Crisis: Greece, political uncertainty real risk to economy

04 November , 14:04

(ANSAmed) - ATHENS - Today the political situation in Greece seems even more confused than yesterday, if possible, and the only certainty is the continuation of political instability, seriously harming the country's already troubled economy. Nobody knows what Premier Giorgio Papandreou wants to do when (if) he obtains a vote of confidence from his party's MPs. Many say - as he himself has made very clear - that he has no plans to resign, and that he will blame the leader of Nea Dimocratia, Antonis Samaras, for a possible failure to form a transitional government. Sources close to Nea Dimocratia reported that yesterday afternoon a short telephone conversation took place between Papandreou and Samaras, an initiative of the current Premier. But when Papandreou proposed to open a dialogue on the formation of a transitional government, Samaras reportedly told the Premier that this is out of the question without his resignation. The problem, analysts agree, is the continuation of political uncertainty. In fact, even if an agreement is reached between the parties on the formation of a transitional government or a government of national unity, the money of the sixth tranche (eight billion euros) of the first bailout package to Greece will not reach the State treasury if Greece fails to meet all promises it made at the European Summit of October 27. Another open issue is the country's 2012 budget which, according to the Constitution, must be presented in Parliament by next week.
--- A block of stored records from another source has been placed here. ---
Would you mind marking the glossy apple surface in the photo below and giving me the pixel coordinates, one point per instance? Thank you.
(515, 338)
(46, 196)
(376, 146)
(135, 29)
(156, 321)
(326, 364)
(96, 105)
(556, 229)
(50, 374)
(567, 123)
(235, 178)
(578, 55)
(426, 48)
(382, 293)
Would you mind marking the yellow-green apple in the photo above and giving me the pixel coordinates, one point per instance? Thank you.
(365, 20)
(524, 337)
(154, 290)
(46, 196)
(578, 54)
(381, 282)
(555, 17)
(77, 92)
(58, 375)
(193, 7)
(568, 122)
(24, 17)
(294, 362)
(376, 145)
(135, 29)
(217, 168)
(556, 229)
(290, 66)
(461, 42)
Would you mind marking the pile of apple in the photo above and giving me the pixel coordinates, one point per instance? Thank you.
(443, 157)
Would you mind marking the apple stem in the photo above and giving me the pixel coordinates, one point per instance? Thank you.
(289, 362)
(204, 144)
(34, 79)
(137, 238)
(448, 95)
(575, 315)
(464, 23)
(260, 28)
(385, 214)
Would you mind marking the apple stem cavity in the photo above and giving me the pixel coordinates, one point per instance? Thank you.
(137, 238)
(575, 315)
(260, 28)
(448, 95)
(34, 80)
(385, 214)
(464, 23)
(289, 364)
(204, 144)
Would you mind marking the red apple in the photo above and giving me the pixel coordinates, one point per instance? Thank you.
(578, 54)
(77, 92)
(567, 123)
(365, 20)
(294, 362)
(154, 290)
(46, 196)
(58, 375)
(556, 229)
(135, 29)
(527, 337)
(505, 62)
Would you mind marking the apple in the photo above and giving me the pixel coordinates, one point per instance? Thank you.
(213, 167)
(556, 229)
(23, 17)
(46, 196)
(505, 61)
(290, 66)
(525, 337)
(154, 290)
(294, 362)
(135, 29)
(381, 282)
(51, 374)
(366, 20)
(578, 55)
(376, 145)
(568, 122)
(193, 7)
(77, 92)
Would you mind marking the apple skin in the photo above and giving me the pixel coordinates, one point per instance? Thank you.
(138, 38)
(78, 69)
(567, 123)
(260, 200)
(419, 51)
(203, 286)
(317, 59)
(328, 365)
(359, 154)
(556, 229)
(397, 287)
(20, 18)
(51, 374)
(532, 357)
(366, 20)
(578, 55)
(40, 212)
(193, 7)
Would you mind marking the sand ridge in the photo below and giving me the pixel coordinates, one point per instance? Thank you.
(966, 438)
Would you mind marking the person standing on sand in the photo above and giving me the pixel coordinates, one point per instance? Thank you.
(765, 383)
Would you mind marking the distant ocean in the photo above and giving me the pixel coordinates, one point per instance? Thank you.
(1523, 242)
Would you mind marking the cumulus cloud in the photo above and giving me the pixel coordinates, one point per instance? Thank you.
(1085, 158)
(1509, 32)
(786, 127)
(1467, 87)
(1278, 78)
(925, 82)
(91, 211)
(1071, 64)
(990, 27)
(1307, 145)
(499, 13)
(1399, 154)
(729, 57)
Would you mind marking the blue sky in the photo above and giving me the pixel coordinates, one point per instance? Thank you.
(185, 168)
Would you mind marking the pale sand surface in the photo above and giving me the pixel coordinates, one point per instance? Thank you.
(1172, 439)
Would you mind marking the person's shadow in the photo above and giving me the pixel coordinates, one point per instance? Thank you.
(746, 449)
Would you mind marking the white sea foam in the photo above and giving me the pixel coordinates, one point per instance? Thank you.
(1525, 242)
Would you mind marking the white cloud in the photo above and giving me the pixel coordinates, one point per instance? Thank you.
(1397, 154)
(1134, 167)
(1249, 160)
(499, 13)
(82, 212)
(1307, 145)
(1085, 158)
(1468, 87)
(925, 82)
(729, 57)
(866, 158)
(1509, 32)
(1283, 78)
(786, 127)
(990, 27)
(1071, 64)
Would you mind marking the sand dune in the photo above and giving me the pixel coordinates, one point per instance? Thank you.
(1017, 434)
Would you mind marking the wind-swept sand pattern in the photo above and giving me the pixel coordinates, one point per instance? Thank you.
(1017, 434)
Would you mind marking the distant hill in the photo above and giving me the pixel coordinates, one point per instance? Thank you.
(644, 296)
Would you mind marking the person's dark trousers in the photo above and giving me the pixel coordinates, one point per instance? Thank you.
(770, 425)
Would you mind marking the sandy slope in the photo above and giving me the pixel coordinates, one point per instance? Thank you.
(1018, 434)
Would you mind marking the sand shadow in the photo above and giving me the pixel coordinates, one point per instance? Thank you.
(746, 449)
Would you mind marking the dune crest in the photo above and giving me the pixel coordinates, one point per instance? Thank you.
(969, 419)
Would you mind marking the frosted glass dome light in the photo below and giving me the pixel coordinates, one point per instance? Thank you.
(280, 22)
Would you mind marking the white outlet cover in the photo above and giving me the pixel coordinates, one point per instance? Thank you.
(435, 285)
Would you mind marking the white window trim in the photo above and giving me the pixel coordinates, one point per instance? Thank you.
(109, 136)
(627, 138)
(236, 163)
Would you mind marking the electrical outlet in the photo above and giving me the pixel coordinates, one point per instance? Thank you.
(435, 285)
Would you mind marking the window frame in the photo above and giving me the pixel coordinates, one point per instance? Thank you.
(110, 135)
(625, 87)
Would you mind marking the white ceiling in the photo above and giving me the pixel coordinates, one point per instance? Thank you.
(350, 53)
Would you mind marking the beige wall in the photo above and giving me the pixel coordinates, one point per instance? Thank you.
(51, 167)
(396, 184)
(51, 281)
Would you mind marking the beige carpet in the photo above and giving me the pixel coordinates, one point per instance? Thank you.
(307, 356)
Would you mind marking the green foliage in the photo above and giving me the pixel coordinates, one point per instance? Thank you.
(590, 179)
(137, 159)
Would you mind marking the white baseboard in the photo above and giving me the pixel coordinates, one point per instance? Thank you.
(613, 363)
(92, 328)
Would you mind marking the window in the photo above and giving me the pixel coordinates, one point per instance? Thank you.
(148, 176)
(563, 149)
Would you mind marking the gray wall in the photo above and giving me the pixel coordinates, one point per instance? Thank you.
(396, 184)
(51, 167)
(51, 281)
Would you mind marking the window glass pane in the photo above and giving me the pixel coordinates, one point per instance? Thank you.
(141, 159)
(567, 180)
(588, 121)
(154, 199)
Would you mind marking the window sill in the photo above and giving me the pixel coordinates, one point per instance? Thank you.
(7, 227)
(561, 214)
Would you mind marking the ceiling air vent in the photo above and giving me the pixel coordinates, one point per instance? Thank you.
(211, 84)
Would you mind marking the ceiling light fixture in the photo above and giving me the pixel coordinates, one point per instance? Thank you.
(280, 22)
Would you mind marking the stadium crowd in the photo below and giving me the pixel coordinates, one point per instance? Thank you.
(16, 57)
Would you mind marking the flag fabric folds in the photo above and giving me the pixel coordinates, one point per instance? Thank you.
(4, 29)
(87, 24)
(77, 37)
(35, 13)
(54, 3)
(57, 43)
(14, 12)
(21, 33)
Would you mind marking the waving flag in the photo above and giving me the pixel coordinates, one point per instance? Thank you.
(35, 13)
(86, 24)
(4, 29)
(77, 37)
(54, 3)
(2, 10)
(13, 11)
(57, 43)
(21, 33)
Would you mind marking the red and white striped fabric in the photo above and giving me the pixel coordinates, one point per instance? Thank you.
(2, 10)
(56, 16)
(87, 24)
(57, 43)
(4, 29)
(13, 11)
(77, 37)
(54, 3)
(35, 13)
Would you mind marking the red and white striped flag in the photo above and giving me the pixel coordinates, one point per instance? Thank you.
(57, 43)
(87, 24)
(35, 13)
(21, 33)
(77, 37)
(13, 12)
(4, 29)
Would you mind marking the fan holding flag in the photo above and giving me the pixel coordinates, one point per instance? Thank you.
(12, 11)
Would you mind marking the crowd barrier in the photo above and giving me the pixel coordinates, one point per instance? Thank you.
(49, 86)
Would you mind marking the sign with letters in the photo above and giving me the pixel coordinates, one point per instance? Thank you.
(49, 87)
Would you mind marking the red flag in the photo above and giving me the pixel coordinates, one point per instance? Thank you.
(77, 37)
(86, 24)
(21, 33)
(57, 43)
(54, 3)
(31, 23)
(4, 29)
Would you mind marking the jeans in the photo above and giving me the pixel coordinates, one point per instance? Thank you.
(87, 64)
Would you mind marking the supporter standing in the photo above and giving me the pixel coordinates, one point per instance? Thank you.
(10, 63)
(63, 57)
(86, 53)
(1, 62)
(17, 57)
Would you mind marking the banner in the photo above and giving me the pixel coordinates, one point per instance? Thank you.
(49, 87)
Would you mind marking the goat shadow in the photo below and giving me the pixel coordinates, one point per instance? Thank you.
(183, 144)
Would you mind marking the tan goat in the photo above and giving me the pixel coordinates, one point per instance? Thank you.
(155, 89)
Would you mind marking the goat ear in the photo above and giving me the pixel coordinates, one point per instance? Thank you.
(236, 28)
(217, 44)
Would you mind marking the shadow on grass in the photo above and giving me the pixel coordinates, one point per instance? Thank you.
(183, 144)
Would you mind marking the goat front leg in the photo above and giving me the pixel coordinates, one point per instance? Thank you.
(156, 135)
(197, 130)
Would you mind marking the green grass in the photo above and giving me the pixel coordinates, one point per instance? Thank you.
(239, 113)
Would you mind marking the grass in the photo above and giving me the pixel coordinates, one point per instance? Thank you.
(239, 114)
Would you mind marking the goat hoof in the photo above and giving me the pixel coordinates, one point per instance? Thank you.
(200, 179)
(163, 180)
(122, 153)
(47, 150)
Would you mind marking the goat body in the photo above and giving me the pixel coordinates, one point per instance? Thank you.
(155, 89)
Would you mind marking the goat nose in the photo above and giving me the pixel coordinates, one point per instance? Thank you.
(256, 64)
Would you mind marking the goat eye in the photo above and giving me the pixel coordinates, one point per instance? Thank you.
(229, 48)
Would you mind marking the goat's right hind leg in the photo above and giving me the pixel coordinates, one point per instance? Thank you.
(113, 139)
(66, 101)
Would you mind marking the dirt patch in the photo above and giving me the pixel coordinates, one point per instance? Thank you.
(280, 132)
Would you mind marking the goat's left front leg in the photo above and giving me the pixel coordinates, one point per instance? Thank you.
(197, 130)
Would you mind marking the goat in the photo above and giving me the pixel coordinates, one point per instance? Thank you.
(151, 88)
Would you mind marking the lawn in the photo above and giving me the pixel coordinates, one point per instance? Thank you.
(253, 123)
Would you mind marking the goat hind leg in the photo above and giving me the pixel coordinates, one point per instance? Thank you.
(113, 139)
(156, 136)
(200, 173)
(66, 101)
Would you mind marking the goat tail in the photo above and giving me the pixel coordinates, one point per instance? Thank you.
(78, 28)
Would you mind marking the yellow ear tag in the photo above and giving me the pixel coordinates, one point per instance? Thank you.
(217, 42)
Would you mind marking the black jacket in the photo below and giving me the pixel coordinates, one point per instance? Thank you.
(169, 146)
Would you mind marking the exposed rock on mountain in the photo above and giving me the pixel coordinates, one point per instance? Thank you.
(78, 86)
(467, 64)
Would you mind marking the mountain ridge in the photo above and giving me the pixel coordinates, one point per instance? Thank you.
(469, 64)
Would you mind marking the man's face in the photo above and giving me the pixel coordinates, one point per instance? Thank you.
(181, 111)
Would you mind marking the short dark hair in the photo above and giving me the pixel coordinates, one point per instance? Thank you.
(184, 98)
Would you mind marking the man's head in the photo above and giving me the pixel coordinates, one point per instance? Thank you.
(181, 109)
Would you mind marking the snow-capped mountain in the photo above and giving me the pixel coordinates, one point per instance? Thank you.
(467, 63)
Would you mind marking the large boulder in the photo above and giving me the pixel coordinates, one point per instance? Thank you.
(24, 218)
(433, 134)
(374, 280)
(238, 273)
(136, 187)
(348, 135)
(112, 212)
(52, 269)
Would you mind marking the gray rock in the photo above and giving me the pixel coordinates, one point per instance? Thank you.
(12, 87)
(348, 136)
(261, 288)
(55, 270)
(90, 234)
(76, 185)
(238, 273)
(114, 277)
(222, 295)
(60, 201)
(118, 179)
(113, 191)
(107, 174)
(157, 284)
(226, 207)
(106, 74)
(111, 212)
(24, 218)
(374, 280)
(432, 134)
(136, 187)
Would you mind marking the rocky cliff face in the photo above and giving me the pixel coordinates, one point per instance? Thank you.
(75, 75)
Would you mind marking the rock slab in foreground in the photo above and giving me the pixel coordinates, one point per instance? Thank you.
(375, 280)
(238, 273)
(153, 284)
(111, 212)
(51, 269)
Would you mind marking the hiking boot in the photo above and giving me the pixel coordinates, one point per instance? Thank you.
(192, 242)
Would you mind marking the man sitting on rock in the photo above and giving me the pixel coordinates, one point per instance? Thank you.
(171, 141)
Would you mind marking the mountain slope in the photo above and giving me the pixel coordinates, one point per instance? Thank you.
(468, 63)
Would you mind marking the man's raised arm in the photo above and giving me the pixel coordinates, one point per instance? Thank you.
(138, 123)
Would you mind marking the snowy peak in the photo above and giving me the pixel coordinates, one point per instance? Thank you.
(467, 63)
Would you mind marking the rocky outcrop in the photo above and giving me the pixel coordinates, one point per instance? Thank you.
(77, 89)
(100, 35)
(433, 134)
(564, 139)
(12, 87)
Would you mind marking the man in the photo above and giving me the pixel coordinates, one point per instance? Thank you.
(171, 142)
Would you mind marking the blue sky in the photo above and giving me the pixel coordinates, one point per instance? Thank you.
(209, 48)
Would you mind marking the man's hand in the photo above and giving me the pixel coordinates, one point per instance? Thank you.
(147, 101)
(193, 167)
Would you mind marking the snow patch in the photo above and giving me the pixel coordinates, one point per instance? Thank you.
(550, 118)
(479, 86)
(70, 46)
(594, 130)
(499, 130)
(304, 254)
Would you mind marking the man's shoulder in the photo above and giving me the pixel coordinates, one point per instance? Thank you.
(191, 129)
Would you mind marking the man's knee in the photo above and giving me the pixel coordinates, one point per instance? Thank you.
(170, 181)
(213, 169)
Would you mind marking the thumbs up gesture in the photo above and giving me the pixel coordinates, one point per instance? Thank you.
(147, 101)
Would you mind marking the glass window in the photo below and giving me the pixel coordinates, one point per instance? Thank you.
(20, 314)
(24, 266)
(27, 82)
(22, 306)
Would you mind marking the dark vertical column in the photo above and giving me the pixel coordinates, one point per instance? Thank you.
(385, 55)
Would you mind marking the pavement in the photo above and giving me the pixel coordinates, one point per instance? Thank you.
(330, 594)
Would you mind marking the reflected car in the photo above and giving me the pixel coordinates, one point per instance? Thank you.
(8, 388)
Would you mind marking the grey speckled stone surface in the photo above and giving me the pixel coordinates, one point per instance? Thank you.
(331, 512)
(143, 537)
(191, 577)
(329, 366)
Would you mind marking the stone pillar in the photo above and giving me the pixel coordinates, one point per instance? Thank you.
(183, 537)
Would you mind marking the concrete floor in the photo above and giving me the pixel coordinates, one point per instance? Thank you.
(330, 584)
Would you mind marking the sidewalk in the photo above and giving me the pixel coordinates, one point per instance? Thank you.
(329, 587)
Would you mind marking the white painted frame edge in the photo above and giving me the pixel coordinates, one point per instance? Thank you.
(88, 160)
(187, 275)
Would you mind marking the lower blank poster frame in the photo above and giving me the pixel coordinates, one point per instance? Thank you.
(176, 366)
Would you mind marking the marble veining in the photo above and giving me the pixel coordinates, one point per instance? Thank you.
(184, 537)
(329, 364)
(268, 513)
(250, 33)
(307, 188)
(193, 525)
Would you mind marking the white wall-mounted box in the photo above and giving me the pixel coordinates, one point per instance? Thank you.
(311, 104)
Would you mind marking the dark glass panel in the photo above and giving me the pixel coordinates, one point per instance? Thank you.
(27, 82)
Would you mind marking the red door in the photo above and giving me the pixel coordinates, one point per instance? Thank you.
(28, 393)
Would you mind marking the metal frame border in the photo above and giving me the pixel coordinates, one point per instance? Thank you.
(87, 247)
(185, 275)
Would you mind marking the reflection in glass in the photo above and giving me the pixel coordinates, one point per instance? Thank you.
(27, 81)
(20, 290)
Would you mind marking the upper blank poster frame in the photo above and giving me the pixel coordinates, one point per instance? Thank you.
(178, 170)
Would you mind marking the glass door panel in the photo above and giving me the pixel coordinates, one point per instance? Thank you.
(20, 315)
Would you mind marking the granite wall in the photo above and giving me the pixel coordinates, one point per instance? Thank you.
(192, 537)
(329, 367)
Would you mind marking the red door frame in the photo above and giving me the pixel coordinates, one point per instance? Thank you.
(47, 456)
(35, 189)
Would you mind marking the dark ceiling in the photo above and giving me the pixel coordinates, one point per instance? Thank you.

And then there are all laws - still waiting to be passed- that were presented after the pledges made by the country in the context of the country's medium-term development plan regarding - among other things - the ''temporary suspension of 30,000 surplus State employees, the closing or merger of state-controlled companies and the implementation of the privatisation programme. As if that is not enough, State revenues diminished over the past months due to many strikes staged in all sectors, and the money currently in the in the coffers of the State will run out, according to the Finance Ministry, on December 10. In the best scenario, the sixth tranche of eight billion euros will arrive on December 15. (ANSAmed).